日韓合作「外地の三人姉妹」再演スタート (original) (raw)
KAAT×東京デスロック×第12言語演劇スタジオ「外地の三人姉妹」が、昨日11月29日に神奈川・KAAT神奈川芸術劇場 大スタジオで開幕した。
「外地の三人姉妹」は、韓国の劇団・第12言語演劇スタジオの芸術監督ソン・ギウンが翻案・脚本、東京デスロックの多田淳之介が演出を手がけ、2020年に初演された作品。アントン・チェーホフ「三人姉妹」が原作の本作では、物語の舞台をロシア帝政末期の田舎町から1930年代の朝鮮北部に置き換え、三姉妹を日本軍の亡くなった将校の娘たちとして描き出す。約3年ぶりの再演となる今回は、ソンが戯曲を改訂。初演キャストに加え、新たに佐藤誓が出演する。
開幕に際し、ソンは「初日が無事に開けて、感慨無量です。3年前、初演の際は新型コロナウイルスの影響で、ソウルからここKAAT神奈川芸術劇場まで来ることが出来ませんでした。再演にあたって、ついに本物の『外地の三人姉妹』を拝見することができました。韓国では、日本のことを『近くて遠い国』とよく言います。私が台本を書いたこの物語は、演出家の多田さんと14名の俳優、大勢のスタッフの皆さんの丁寧でありながらスマートなお仕事により『遠くても近い話』になっていると思います。国際間の合作のお芝居はいつも奇跡的に実現されます。この奇跡的な舞台をどうか近く、深く楽しめることを祈っております」とコメント。

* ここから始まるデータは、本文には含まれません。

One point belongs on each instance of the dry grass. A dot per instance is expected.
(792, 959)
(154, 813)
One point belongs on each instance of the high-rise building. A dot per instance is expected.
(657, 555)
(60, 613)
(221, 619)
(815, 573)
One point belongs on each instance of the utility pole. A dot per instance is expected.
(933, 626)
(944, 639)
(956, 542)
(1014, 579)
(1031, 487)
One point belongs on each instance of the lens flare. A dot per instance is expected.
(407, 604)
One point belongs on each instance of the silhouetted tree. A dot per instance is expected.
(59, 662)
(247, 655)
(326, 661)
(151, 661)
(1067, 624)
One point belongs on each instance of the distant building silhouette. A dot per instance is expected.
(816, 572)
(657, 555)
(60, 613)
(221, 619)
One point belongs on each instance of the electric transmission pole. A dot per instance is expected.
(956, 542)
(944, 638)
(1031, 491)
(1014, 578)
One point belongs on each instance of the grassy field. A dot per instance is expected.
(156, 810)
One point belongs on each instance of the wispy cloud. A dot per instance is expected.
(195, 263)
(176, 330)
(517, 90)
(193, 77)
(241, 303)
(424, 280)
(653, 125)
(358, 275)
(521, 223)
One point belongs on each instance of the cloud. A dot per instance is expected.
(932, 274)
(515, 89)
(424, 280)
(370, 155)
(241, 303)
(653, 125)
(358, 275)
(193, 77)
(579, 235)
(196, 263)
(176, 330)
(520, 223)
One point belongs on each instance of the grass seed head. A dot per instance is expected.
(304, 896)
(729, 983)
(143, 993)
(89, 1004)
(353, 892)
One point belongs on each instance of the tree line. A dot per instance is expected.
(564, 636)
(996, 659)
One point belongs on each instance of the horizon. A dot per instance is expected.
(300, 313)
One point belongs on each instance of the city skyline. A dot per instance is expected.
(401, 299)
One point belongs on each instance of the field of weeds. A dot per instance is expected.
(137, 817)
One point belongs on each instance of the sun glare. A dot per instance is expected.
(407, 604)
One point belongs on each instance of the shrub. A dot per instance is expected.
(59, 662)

多田は「無事に3年ぶりの再演の幕が開きました。今作のアントン・チェーホフ『三人姉妹』の日帝朝鮮時代への翻案は、遠くロシアの物語を驚くほどに身近に、自分ごとに感じさせてくれます。日常から離れ少し足を止めて歴史を見ることは、1910年から続く時間、2023年現在のウクライナやパレスチナの状況、そしてこれからの私たちの未来を想像するために大切なことだと思います。2009年から続けているソン・ギウンさんとの創作は、近年は日韓の歴史を扱う事が多いですが、私たちの世代の日韓演劇交流の未来を作ろうと意気投合して始まりました。ソンさんも、韓国の俳優、スタッフたちも、もちろん日本のチームも、日本の観客との出会いを楽しみにしています。ぜひ劇場で一緒に未来を想像してもらえたら嬉しいです」とメッセージを送った。
上演時間は休憩を含む約3時間。公演は12月10日まで。本日11月30日にはソンと多田、12月4日には多田とKAAT神奈川芸術劇場の芸術監督・長塚圭史によるアフタートークが行われる。
KAAT×東京デスロック×第12言語演劇スタジオ「外地の三人姉妹」
※松崎義邦の「崎」は立つ崎(たつさき)が正式表記。